How Winning Programs Quietly Drift Away from What Made Them Successful
We recently conducted a survey of more than twenty highly successful Division II, Division III, and NAIA head coaches to better understand how strong programs sustain success and why they sometimes lose their way. This research is part of a larger project we are working on that will eventually become a full book on sustaining successful coaching cultures. One of the most consistent themes that emerged from their responses was the idea of drift. The coaches we surveyed described a similar pattern when their programs began to drift. Programs would build a strong culture built on relationships and shared standards and success would follow. Then some sort of void would be created through leader transitions, selfishness, or conflict and the program would begin to drift away from the core values and standards that made them successful. Instead of building on their culture and focusing on the process, programs would find themselves reacting to issues.
The coaches in our survey identified five key things that indicated drift.
1. When Culture Shifts from We to Me
Drift often begins when entitlement, comparison, and individualism replace shared purpose.
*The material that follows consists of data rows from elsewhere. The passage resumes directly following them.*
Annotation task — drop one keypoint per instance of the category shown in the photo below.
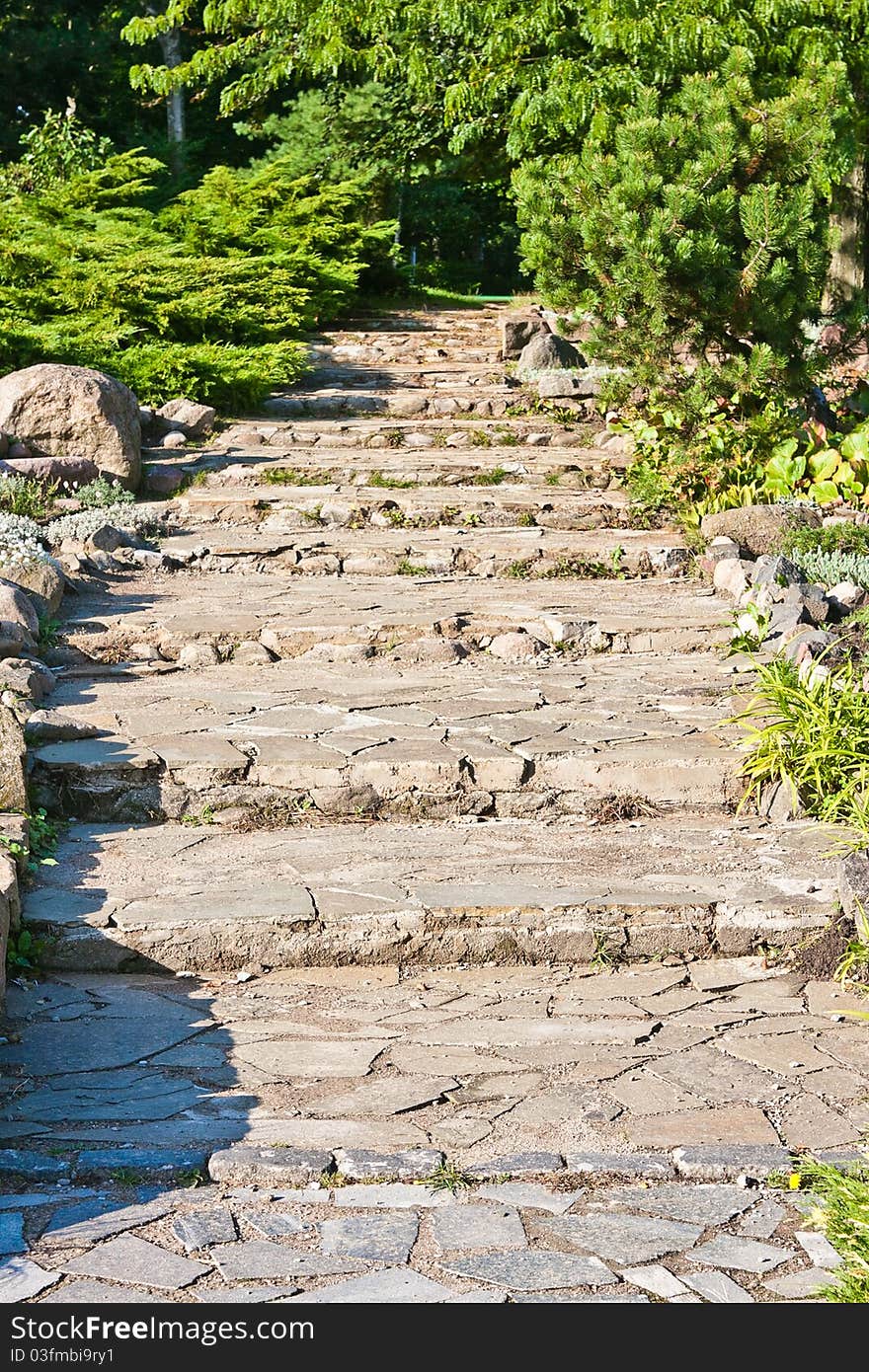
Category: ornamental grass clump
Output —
(21, 542)
(810, 731)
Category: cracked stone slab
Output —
(389, 1195)
(741, 1255)
(467, 1227)
(411, 1164)
(203, 1228)
(22, 1279)
(655, 1279)
(704, 1205)
(718, 1288)
(284, 1059)
(393, 1286)
(274, 1224)
(137, 1262)
(393, 1095)
(628, 1239)
(13, 1232)
(533, 1269)
(90, 1291)
(801, 1286)
(263, 1259)
(530, 1195)
(95, 1220)
(379, 1238)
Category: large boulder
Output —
(758, 528)
(517, 330)
(548, 352)
(74, 412)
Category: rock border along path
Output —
(347, 904)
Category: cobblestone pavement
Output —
(403, 903)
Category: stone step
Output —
(452, 431)
(565, 892)
(418, 730)
(514, 553)
(224, 612)
(335, 505)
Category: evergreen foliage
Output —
(203, 296)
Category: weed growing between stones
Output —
(24, 495)
(841, 1214)
(390, 483)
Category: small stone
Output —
(391, 1195)
(13, 1234)
(263, 1259)
(391, 1286)
(530, 1195)
(819, 1249)
(358, 1164)
(621, 1165)
(654, 1279)
(22, 1279)
(531, 1269)
(718, 1288)
(204, 1228)
(798, 1286)
(742, 1255)
(626, 1239)
(380, 1238)
(465, 1227)
(139, 1262)
(272, 1224)
(517, 1165)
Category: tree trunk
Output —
(176, 121)
(847, 269)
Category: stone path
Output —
(403, 854)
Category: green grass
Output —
(812, 735)
(841, 1214)
(495, 478)
(292, 477)
(24, 495)
(390, 483)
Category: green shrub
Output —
(810, 731)
(202, 296)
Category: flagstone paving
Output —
(405, 943)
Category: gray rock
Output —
(628, 1239)
(193, 420)
(272, 1224)
(203, 1228)
(136, 1262)
(621, 1165)
(463, 1227)
(517, 330)
(533, 1269)
(741, 1255)
(393, 1286)
(713, 1163)
(704, 1205)
(548, 352)
(22, 1279)
(21, 1163)
(261, 1259)
(801, 1286)
(380, 1238)
(759, 528)
(358, 1164)
(60, 411)
(517, 1165)
(13, 1234)
(245, 1165)
(718, 1288)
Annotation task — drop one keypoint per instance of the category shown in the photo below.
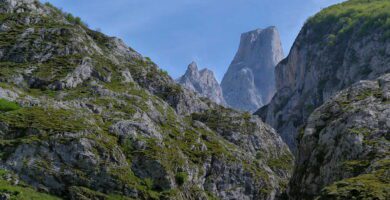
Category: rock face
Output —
(249, 82)
(344, 148)
(202, 82)
(83, 116)
(335, 49)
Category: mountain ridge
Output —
(249, 81)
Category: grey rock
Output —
(203, 82)
(249, 82)
(314, 71)
(344, 138)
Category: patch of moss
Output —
(284, 162)
(366, 186)
(6, 105)
(356, 166)
(44, 119)
(21, 191)
(181, 178)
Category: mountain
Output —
(344, 147)
(249, 82)
(202, 82)
(83, 116)
(336, 48)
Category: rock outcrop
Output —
(83, 116)
(249, 82)
(202, 82)
(336, 48)
(344, 147)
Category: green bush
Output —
(181, 178)
(6, 105)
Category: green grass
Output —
(363, 16)
(44, 119)
(181, 178)
(6, 105)
(21, 191)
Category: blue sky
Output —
(175, 32)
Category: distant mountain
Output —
(83, 116)
(249, 82)
(202, 82)
(337, 47)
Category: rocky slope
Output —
(202, 82)
(83, 116)
(249, 82)
(339, 46)
(344, 150)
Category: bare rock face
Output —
(324, 60)
(344, 148)
(202, 82)
(83, 116)
(249, 82)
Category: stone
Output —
(202, 82)
(249, 82)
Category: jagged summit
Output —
(203, 82)
(83, 116)
(249, 82)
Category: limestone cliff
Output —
(339, 46)
(249, 82)
(83, 116)
(202, 82)
(344, 147)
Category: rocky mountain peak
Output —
(324, 61)
(192, 70)
(259, 52)
(83, 116)
(203, 82)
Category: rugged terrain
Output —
(339, 46)
(202, 82)
(83, 116)
(344, 150)
(249, 82)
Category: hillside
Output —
(339, 46)
(344, 148)
(83, 116)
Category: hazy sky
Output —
(175, 32)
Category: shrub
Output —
(6, 105)
(181, 178)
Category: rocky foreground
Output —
(344, 149)
(83, 116)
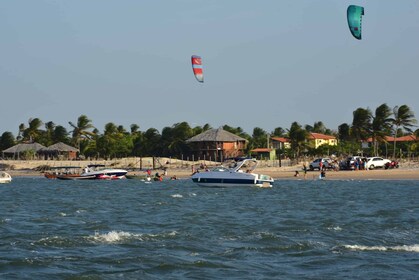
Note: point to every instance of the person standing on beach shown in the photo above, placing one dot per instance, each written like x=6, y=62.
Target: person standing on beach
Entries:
x=305, y=170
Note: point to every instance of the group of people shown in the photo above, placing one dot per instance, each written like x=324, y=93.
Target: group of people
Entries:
x=158, y=176
x=322, y=172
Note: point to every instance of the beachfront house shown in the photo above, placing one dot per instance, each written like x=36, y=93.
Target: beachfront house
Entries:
x=405, y=144
x=315, y=140
x=216, y=145
x=280, y=143
x=264, y=153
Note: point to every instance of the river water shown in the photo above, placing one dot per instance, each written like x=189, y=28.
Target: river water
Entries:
x=127, y=229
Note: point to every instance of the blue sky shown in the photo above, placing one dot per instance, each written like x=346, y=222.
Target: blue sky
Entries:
x=266, y=63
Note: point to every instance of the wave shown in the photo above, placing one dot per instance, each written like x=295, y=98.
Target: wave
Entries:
x=404, y=248
x=122, y=237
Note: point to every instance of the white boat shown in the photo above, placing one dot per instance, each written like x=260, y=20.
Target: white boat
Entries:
x=99, y=171
x=233, y=173
x=5, y=177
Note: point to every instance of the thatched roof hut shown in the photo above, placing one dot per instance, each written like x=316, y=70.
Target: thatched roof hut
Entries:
x=22, y=148
x=216, y=135
x=61, y=149
x=216, y=144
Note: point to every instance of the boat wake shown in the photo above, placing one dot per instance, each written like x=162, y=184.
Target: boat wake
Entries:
x=402, y=248
x=123, y=237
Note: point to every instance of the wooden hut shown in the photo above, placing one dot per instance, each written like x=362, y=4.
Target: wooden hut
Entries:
x=18, y=150
x=216, y=145
x=60, y=150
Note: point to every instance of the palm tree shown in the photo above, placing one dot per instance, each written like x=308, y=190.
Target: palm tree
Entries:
x=381, y=125
x=33, y=132
x=297, y=136
x=403, y=118
x=81, y=130
x=361, y=123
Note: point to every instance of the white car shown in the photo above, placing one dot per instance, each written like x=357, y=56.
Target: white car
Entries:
x=377, y=162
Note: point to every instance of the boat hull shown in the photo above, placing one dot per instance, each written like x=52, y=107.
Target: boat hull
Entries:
x=5, y=178
x=230, y=180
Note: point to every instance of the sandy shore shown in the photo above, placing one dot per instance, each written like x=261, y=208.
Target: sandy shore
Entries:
x=405, y=172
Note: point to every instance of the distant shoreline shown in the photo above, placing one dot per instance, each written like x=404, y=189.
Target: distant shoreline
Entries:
x=183, y=170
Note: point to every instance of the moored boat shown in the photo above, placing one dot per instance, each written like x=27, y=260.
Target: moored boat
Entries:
x=5, y=178
x=60, y=172
x=99, y=171
x=233, y=173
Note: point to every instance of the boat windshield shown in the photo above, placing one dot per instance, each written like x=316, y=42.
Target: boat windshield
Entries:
x=241, y=165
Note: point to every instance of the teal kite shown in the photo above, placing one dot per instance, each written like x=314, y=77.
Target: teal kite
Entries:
x=354, y=15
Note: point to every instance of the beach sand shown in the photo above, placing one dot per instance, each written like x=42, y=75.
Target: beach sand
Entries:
x=407, y=171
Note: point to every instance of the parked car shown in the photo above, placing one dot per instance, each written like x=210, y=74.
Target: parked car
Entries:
x=315, y=164
x=377, y=162
x=392, y=164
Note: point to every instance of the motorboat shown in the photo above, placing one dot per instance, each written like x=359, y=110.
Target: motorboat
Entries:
x=5, y=178
x=62, y=172
x=100, y=171
x=234, y=172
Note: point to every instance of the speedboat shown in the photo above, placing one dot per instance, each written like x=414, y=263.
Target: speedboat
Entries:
x=233, y=173
x=99, y=171
x=5, y=177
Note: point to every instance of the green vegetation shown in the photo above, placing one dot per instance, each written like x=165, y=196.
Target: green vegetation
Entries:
x=116, y=141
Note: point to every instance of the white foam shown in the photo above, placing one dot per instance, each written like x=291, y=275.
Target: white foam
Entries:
x=113, y=236
x=405, y=248
x=122, y=236
x=335, y=228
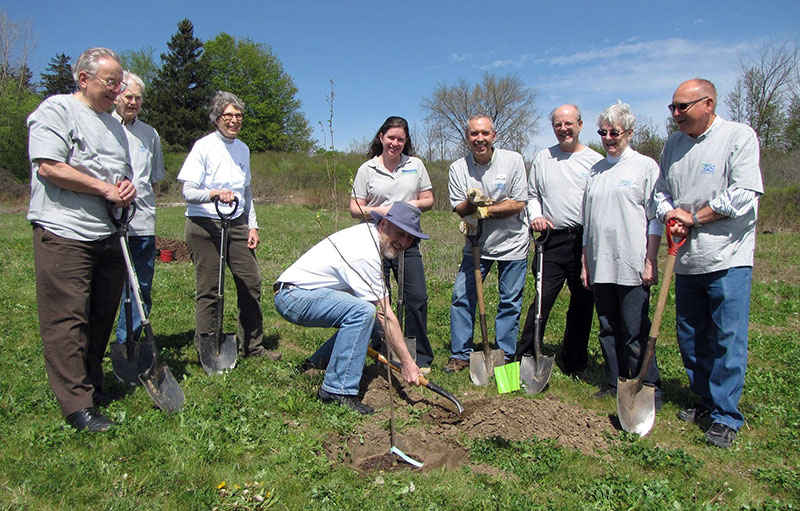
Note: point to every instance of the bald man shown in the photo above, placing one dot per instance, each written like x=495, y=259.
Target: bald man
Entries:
x=555, y=199
x=709, y=184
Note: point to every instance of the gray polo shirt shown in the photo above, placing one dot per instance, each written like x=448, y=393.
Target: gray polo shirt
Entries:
x=502, y=239
x=64, y=129
x=379, y=187
x=696, y=170
x=557, y=183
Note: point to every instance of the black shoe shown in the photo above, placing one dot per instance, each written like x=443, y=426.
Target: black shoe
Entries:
x=606, y=392
x=351, y=402
x=90, y=419
x=697, y=413
x=721, y=435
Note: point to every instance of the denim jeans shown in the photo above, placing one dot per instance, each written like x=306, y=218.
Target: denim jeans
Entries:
x=712, y=315
x=346, y=349
x=143, y=254
x=511, y=279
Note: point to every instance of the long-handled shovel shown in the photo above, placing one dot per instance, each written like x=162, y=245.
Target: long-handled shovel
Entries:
x=635, y=398
x=135, y=356
x=218, y=350
x=157, y=379
x=482, y=364
x=396, y=366
x=534, y=371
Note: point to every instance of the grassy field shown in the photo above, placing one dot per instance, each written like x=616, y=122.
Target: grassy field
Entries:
x=255, y=438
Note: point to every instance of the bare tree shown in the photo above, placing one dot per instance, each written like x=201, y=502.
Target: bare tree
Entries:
x=505, y=99
x=763, y=93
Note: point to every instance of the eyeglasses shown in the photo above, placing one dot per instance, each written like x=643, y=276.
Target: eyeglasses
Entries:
x=113, y=84
x=228, y=117
x=682, y=107
x=612, y=133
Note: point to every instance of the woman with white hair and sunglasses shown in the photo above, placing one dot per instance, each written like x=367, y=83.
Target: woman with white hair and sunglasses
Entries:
x=621, y=240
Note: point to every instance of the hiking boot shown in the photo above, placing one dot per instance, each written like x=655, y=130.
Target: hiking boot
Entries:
x=351, y=402
x=720, y=435
x=455, y=364
x=696, y=414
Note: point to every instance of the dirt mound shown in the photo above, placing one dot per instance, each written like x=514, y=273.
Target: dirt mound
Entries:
x=429, y=430
x=181, y=251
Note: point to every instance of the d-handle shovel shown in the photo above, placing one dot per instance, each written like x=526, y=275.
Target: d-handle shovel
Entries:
x=482, y=364
x=218, y=351
x=635, y=398
x=535, y=370
x=135, y=356
x=157, y=379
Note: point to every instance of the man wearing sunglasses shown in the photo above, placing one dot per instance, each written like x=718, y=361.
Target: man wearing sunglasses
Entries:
x=710, y=183
x=555, y=200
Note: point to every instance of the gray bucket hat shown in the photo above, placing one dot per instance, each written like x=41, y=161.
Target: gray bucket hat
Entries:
x=404, y=216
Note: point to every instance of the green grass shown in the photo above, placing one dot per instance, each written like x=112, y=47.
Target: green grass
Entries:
x=260, y=430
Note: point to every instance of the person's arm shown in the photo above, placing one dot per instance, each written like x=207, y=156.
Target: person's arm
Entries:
x=394, y=336
x=65, y=176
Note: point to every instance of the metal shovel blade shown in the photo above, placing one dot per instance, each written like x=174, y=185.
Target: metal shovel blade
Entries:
x=535, y=372
x=132, y=358
x=163, y=388
x=218, y=356
x=636, y=410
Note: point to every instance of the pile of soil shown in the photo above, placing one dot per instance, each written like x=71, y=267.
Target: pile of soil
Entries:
x=181, y=251
x=435, y=438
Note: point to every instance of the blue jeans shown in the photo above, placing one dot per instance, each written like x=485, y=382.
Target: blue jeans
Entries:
x=712, y=315
x=143, y=254
x=345, y=350
x=511, y=280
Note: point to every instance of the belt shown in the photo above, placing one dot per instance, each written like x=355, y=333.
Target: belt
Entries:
x=278, y=286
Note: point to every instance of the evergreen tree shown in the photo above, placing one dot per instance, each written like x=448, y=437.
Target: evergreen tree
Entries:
x=179, y=95
x=58, y=79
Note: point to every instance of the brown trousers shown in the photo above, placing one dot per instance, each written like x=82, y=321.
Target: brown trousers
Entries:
x=203, y=240
x=78, y=285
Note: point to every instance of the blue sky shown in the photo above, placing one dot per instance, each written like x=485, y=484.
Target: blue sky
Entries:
x=385, y=57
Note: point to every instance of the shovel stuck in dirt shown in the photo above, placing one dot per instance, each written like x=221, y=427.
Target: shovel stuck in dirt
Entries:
x=482, y=364
x=218, y=350
x=636, y=399
x=535, y=369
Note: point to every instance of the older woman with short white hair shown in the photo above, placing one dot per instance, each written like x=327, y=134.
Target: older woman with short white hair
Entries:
x=621, y=240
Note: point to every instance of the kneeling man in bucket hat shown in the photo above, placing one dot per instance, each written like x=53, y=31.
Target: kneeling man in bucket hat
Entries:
x=339, y=283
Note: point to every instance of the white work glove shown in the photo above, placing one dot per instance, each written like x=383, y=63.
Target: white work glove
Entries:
x=477, y=197
x=469, y=225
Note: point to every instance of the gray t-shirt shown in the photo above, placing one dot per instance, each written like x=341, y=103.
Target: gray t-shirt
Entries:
x=557, y=183
x=144, y=145
x=379, y=187
x=693, y=172
x=616, y=212
x=66, y=130
x=502, y=239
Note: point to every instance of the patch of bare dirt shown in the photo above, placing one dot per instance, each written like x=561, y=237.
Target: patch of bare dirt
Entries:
x=429, y=430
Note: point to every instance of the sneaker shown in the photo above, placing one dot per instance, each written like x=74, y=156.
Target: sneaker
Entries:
x=351, y=402
x=720, y=435
x=696, y=414
x=455, y=364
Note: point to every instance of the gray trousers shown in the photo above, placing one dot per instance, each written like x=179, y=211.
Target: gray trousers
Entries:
x=203, y=240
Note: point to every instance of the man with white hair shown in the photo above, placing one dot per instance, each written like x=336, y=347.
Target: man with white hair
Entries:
x=147, y=160
x=555, y=200
x=79, y=164
x=710, y=183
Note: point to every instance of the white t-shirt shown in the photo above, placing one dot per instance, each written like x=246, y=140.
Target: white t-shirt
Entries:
x=64, y=129
x=379, y=187
x=556, y=185
x=144, y=145
x=354, y=268
x=217, y=162
x=502, y=239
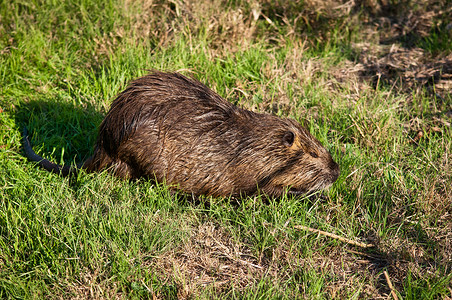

Team first behaviors give way to self protection and self promotion. Coaches described this shift as subtle at first but corrosive over time. One veteran coach summarized it simply: “Selfishness. Unrealistic expectations. Comparisons to others.”
2. Leadership Gaps Go Unfilled
Culture becomes fragile when leaders leave and no one is prepared to replace them. Several coaches emphasized that leadership succession, not talent loss, was often the true tipping point for programs experiencing drift. When cultures are not athlete owned or leadership development is neglected, standards quietly erode. One coach reflected on this reality in his own program. “The loss of my senior class who were amazing leaders hurt us deeply. Most of their impact wasn’t even on the field. They managed behaviors, accountability, and expectations.”
3. Turnover Creates Discontinuity
High turnover prevents shared history and trust from compounding year over year. Coaches consistently cited roster churn, especially in the transfer era, as a catalyst for drift. One coach described the impact this way. “Our culture used to attract and retain kids because of how unique and strong it was. Now, even with a strong culture, athletes have opportunities like never before to move on and play at higher levels. Over five years, we lost five players midstream to Division I programs. That impacted performance but it impacted culture even more because those players were leaders and culture drivers.”
4. Outside Voices Shape the Locker Room
Drift accelerates when voices outside the program begin shaping athletes’ expectations. Parents, family, social media, and friends can all influence how athletes interpret their experience. While often well intentioned, these influences can undermine accountability and buy in. As one coach noted, many athletes are now navigating “outside influences, parents, family, social media, and a lack of accountability they were never required to develop growing up.”
5. Pressure Replaces Joy
Ironically, success itself can create drift. Coaches observed that sustained success often creates pressure rather than confidence. Athletes become tight, fearful, and unwilling to take risks. The joy that once fueled performance is replaced by fear of letting others down. One coach described it as “a self induced pressure, letting down me, their parents, teammates, grandparents.”
Across programs, drift rarely begins with bad intentions. It begins when leaders stop intentionally protecting the identity of the program under pressure. Most successful programs do not implode. They drift. When programs do collapse suddenly, coaches often describe something deeper involving character and values failures. Hidden behavior surfaces, compromises that were tolerated too long are exposed, or warning signs that were ignored finally demand attention. The far more common story, however, is not collapse. It is drift.